High-voltage circuit breakers
High-voltage circuit breakers are either of the oil type, in which the contacts open under oil, or of the air-blast type. In this type of breakers, high-pressure air is forced on the arc through a nozzle at the instant of contact separation. The portion of ionized air between the contacts is blown away by the blast of high-pressure air. Therefore, they are called either air-blast circuit breaker or compressed air-circuit breaker.
A CT, on an inverse-time relay in which the time of closing the relay contacts is an inverse-time function of the current, initiates tripping of the high-voltage circuit breaker.
Therefore, the greater the current, the shorter is the time of closing.
When the DC circuit is closed by a relay contact, a DC tripping coil trips the breaker.

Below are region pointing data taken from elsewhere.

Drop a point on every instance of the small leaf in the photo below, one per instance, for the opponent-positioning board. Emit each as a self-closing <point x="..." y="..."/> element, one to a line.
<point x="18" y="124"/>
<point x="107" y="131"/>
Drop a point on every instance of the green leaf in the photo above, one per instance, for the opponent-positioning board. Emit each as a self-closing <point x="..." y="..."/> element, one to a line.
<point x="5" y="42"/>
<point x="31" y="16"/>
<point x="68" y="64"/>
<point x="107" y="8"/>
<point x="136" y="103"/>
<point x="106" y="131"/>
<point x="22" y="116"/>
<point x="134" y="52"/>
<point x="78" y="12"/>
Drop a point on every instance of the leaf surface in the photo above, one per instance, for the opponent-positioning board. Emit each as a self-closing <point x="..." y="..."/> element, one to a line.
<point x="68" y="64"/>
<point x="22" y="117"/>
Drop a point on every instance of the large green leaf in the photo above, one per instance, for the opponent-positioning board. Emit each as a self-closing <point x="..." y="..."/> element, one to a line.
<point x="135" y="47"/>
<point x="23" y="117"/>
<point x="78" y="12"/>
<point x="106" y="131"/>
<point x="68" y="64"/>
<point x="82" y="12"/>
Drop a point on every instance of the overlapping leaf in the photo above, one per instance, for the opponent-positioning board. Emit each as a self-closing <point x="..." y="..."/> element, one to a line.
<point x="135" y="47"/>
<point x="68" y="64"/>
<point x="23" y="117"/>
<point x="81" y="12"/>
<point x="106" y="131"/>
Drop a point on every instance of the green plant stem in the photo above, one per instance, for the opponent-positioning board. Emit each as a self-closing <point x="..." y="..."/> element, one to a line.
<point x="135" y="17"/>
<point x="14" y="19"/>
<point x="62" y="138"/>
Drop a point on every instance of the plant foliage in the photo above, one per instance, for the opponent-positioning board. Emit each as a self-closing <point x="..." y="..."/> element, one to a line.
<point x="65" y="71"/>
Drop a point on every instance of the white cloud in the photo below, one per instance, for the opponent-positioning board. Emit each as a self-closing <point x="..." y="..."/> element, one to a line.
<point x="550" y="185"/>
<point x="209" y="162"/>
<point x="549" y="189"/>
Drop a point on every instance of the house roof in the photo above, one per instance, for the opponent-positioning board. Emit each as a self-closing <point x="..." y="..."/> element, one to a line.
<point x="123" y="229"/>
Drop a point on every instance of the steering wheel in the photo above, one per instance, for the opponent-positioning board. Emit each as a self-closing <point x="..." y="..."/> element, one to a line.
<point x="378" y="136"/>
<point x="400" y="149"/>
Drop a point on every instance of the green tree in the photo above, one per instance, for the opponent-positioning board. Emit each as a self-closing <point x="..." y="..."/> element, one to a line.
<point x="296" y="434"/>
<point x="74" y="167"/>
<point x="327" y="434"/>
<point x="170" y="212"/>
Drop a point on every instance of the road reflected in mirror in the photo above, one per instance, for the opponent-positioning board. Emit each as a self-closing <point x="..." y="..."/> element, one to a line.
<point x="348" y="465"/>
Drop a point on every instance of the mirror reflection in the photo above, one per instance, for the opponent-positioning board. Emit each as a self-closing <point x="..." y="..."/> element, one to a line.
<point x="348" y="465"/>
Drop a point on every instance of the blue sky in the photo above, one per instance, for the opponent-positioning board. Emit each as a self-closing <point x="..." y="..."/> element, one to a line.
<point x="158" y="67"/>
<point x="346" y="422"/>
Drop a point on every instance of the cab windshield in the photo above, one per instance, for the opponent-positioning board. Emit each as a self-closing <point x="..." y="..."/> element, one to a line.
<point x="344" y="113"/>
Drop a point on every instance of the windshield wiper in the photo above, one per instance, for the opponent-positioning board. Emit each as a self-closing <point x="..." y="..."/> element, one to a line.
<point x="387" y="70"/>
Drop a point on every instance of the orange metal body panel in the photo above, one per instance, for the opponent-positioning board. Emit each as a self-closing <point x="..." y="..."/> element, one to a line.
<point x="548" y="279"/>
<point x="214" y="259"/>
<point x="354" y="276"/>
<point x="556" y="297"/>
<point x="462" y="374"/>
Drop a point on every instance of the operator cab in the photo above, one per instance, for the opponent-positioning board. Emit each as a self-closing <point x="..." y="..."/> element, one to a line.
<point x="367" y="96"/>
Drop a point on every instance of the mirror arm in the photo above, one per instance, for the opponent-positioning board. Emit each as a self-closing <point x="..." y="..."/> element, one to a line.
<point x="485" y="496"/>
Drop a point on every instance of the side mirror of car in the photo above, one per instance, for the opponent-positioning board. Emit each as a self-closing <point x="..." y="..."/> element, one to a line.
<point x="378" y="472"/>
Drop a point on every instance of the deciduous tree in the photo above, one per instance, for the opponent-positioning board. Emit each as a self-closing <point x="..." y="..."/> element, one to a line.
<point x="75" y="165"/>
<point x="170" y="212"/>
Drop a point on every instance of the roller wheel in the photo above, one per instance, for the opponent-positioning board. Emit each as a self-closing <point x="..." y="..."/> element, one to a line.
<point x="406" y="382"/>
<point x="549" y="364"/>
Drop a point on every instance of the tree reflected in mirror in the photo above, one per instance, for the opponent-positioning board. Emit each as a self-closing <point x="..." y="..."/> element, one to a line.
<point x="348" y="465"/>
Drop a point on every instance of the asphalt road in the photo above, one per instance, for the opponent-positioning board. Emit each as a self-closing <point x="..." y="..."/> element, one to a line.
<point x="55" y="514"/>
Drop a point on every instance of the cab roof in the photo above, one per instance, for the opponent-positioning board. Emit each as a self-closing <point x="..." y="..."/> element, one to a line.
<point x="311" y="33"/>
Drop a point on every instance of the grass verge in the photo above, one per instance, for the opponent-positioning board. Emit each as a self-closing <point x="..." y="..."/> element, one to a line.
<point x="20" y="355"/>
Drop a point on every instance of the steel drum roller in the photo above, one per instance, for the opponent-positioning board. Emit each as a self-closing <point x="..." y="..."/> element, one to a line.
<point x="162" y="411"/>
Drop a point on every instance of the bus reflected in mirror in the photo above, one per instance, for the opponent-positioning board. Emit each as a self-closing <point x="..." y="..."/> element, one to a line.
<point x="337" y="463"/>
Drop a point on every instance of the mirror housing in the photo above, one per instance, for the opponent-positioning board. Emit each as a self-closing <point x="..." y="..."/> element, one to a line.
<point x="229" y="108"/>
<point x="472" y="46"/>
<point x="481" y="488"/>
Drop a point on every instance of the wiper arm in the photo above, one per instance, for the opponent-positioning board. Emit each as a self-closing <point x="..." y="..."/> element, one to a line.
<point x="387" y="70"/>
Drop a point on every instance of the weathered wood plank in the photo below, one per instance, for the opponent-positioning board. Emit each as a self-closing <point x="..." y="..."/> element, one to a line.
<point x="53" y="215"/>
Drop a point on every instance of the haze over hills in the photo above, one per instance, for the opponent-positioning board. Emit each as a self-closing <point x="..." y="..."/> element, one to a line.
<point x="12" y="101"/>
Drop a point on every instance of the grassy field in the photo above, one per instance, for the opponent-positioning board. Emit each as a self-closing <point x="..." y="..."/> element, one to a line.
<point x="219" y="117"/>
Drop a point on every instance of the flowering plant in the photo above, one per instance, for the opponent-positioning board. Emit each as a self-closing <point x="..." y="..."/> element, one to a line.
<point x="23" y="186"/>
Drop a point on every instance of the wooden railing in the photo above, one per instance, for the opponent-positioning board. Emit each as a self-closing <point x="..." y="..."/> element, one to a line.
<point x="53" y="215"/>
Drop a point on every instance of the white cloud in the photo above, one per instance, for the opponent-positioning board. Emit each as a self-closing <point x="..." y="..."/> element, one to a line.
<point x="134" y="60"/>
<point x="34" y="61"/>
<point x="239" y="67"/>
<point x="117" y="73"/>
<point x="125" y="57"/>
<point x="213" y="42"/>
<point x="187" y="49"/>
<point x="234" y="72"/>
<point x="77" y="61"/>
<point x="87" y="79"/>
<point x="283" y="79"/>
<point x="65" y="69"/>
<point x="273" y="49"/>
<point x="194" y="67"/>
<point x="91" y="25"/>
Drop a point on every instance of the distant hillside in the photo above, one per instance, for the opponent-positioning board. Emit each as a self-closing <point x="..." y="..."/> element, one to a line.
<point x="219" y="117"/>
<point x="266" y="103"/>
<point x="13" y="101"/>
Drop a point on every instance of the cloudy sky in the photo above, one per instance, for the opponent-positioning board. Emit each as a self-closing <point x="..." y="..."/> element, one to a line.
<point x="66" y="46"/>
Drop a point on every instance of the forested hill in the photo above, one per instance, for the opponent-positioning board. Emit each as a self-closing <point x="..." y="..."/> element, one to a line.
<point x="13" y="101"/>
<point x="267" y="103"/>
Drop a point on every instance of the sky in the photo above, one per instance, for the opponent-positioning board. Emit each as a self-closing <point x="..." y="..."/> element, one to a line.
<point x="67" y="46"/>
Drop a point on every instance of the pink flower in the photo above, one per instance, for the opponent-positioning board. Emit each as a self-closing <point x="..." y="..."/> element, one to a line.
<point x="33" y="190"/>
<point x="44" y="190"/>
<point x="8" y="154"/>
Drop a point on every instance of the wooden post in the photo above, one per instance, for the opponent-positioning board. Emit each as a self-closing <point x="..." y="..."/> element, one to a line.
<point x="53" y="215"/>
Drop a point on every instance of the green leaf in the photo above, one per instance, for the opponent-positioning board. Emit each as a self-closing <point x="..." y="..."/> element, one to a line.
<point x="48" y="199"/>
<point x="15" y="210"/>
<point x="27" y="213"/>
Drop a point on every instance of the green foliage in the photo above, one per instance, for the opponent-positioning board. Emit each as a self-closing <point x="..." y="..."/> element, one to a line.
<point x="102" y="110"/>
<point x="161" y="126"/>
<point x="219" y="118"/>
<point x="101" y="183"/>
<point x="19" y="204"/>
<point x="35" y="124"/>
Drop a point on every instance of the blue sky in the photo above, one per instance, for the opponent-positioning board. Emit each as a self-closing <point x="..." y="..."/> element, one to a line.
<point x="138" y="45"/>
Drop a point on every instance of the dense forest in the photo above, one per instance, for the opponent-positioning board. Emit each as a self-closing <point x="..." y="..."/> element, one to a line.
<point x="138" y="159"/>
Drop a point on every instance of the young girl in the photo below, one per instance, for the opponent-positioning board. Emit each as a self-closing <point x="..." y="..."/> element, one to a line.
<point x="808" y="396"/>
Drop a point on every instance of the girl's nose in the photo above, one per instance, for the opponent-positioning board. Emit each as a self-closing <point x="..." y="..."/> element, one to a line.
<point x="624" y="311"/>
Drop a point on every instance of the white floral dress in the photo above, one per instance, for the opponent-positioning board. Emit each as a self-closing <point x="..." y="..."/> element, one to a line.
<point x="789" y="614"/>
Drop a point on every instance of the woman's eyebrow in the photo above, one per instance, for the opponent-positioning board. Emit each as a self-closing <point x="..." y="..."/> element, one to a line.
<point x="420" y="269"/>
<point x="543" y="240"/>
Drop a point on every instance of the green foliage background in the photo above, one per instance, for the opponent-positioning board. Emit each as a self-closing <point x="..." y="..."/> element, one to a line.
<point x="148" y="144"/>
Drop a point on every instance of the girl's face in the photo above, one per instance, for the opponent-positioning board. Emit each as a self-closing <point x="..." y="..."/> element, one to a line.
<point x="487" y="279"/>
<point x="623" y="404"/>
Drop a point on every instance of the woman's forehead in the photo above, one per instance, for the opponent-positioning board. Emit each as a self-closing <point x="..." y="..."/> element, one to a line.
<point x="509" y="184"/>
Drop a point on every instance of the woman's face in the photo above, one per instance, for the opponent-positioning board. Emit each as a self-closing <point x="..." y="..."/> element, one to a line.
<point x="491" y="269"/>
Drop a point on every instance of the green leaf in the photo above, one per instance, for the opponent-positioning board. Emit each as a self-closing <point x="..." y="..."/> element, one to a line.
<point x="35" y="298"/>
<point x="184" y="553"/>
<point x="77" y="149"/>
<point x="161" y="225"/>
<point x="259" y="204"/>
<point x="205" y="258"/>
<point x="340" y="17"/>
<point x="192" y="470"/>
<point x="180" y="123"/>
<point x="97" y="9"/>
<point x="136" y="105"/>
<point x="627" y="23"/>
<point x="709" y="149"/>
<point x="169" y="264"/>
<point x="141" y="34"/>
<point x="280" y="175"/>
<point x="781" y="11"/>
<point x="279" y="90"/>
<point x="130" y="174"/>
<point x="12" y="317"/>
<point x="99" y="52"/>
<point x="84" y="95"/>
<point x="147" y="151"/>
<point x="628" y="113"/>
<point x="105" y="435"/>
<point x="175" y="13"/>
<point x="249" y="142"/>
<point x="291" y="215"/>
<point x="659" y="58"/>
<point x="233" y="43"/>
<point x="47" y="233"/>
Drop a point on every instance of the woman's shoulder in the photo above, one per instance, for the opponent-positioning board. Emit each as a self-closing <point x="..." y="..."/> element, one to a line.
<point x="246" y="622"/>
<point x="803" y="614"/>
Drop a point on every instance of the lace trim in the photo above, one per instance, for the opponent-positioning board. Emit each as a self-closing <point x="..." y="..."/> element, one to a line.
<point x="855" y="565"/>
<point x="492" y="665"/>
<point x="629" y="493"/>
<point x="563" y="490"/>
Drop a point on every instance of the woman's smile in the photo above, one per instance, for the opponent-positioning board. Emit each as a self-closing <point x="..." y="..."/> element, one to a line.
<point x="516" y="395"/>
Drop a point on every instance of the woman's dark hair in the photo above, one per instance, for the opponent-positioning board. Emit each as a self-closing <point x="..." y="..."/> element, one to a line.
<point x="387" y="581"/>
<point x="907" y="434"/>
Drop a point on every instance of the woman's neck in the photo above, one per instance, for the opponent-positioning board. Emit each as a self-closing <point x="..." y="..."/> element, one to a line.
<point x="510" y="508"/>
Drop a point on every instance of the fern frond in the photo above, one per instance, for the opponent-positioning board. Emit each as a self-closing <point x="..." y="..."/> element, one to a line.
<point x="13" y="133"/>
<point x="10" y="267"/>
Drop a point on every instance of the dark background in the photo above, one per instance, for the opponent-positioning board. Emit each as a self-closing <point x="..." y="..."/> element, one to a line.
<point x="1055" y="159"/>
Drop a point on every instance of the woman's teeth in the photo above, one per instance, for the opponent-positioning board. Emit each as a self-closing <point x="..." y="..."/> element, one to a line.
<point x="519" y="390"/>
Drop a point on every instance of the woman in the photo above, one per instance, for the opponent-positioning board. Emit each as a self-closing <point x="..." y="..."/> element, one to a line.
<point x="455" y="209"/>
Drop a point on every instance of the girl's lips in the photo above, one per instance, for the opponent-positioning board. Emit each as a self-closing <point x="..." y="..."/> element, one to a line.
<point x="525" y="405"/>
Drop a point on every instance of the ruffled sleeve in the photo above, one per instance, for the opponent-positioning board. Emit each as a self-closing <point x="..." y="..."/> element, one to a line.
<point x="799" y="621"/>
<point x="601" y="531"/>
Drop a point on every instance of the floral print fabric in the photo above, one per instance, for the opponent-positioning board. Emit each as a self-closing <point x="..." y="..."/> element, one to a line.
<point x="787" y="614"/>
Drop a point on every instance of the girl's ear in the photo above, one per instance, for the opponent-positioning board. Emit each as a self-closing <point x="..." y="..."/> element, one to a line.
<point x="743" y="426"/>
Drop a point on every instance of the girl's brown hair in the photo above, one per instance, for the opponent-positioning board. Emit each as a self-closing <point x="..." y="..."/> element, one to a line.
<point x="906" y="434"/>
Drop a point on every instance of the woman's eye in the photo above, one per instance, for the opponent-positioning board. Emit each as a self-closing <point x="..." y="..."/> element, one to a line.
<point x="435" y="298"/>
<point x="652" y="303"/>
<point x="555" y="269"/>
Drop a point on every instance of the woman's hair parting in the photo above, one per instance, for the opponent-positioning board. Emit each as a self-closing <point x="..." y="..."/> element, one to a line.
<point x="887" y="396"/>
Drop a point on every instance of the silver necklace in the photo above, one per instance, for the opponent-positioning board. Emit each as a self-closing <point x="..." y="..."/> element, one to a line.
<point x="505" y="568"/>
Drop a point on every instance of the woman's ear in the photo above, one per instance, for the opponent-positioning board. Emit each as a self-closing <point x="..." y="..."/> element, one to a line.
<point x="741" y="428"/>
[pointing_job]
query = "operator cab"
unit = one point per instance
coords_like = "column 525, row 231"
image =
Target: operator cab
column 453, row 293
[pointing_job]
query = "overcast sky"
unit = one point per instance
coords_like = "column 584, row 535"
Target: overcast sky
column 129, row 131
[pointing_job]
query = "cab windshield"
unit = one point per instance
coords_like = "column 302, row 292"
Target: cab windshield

The circuit breakers should open the circuit within 6 cycles from the time of closing of the relay contacts. Air-blast circuit breakers have received a wide acceptance in all fields for both indoor and outdoor applications. Indoor breakers are available up to 40 kV and interrupting capacities of up to 2.5 GVA. Outdoor three-pole breakers are available in extra-high-voltage ratings of up to 765 kV, capable of interrupting 55 GVA or 40 000 A of symmetrical current.
Motor circuit breakers
Motor circuit breakers provide overload, short-circuit, and single-phase protection for three-phase motors. The motor circuit breaker has a toggle switch for ease of operation and has auxiliary contacts, trip indicating contacts, and a U/V or shunt release.
The three-pole circuit breaker can be connected in parallel to the fuses. In the event of one fuse blowing, the breaker actuated through its release gives a tripping signal through
its auxiliary contacts to the motor control device to switch off the motor. Thus, the motor is not subjected to single phasing, and costly motor burnouts are prevented.
The motor circuit breakers operate on the current-limiting principle. In the case of a short-circuit, the contacts are opened electro-dynamically by the short-circuit current. The instantaneous over-current releases, through the switching mechanism trips all the three poles of the breaker. A large arc voltage is quickly built up in the arc chamber, limiting
the short-circuit. The breakers have a trip-free mechanism, and tripping cannot be prevented by the toggle switch position. After clearing the fault that caused the short-circuit, the limiter must be reset by hand before the circuit breaker can be switched on again.
Typical characteristic curves for overload and short-circuit release, and the current- limiting feature of a motor circuit breaker are shown in the Figure 5.2.